A FORÇA
DAS (NOVAS) CONVICÇÕES
Juliano Barreto Rodrigues
Curioso admirador dos tipos humanos – hábito que talvez tenha
adquirido por transitar muito, observando diferentes pessoas o tempo
todo –, fui elaborando um repertório de padrões de reconhecimento
dos espécimes que me permite hoje, por exemplo, associar novos
ricos, novos convertidos e intelectuais recém-admitidos, num mesmo
balaio. Todos têm uma listinha de afirmações e negações a bater
até interiorizarem e serem aceitos nos seus grupos. São chatos.

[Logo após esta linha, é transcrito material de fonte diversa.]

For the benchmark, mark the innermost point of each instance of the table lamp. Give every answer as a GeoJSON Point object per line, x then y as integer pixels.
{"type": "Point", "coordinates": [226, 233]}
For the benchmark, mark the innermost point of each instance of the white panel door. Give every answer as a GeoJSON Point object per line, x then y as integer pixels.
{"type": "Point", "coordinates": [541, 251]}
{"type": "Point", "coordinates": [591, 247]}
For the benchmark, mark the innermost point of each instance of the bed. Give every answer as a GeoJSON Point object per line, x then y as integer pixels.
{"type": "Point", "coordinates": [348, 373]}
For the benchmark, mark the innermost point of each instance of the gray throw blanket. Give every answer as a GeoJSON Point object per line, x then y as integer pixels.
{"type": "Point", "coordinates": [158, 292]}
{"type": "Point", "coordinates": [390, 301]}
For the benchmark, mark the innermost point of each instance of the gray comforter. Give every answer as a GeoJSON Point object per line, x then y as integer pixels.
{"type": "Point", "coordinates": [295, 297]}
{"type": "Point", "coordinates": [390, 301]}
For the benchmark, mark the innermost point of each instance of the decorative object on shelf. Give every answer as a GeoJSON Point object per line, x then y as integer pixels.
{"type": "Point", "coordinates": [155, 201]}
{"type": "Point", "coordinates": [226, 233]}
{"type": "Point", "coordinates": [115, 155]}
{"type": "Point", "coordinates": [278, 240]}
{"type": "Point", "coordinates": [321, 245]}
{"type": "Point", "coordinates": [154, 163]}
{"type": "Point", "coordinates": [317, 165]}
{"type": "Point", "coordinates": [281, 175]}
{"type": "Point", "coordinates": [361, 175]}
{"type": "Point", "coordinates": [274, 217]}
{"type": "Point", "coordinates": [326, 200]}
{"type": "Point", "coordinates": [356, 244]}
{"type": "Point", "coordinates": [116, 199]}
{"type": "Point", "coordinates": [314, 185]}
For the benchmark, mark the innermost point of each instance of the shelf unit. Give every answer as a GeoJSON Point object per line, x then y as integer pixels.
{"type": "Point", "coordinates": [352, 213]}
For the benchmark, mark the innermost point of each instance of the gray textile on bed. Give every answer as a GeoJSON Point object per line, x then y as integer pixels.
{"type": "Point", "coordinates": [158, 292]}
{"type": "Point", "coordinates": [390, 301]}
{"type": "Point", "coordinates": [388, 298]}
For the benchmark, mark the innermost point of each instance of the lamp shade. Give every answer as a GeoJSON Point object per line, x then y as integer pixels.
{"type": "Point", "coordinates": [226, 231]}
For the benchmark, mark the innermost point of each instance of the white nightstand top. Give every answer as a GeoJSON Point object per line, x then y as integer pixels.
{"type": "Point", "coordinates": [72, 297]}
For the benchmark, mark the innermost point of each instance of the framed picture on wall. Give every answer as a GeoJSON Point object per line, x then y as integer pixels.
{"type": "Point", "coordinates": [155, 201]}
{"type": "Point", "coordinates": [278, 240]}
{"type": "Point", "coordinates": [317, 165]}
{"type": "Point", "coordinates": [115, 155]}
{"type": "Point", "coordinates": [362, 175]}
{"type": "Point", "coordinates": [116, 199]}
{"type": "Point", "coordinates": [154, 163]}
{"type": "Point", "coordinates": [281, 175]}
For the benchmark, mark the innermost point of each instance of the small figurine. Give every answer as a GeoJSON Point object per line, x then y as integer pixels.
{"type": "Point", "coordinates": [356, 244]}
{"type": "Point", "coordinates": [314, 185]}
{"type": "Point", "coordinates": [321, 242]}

Voo Brasília-Porto Seguro. Senta ao meu lado uma figura carregando
um livro grossíssimo, óculos de resina colorida, paletó mal caído
cheirando a naftalina, caneta na mão. Como todo aparecido, o homem
puxa conversa e, daí a pouco, conheço todas as suas credenciais,
nome do cachorro, endereço...
Ateu. Se declara e me olha para ver o efeito. Penso comigo: “a mais
velha modinha entre todo novo intelectual. Acho até que quase
inexista algum intelectual de escol que não tenha sido ateu por,
pelo menos, cinco minutos”.
Não disse nada, mas o homem disparou seus motivos. Elucubrou por
meia hora, um saco.
Solavanco. Turbulência. Meu vizinho virou a descompostura em pessoa:
– Ai meu Deus, ai meu Deus, Nossa Senhora, Diviiiino Espírito
Santo – repetia sem parar agarrado ao meu braço e suando rios.
No ridículo da situação eu disse:
– Calma, calma, Deus ajuda quem tem fé.
Passados os quebra-molas aéreos, o tipo se virou para o corredor e
nem olhou mais para mim. Quando foi desembarcar eu ainda arrisquei um
“vá com Deus”. Acredita que o desaforado nem me respondeu?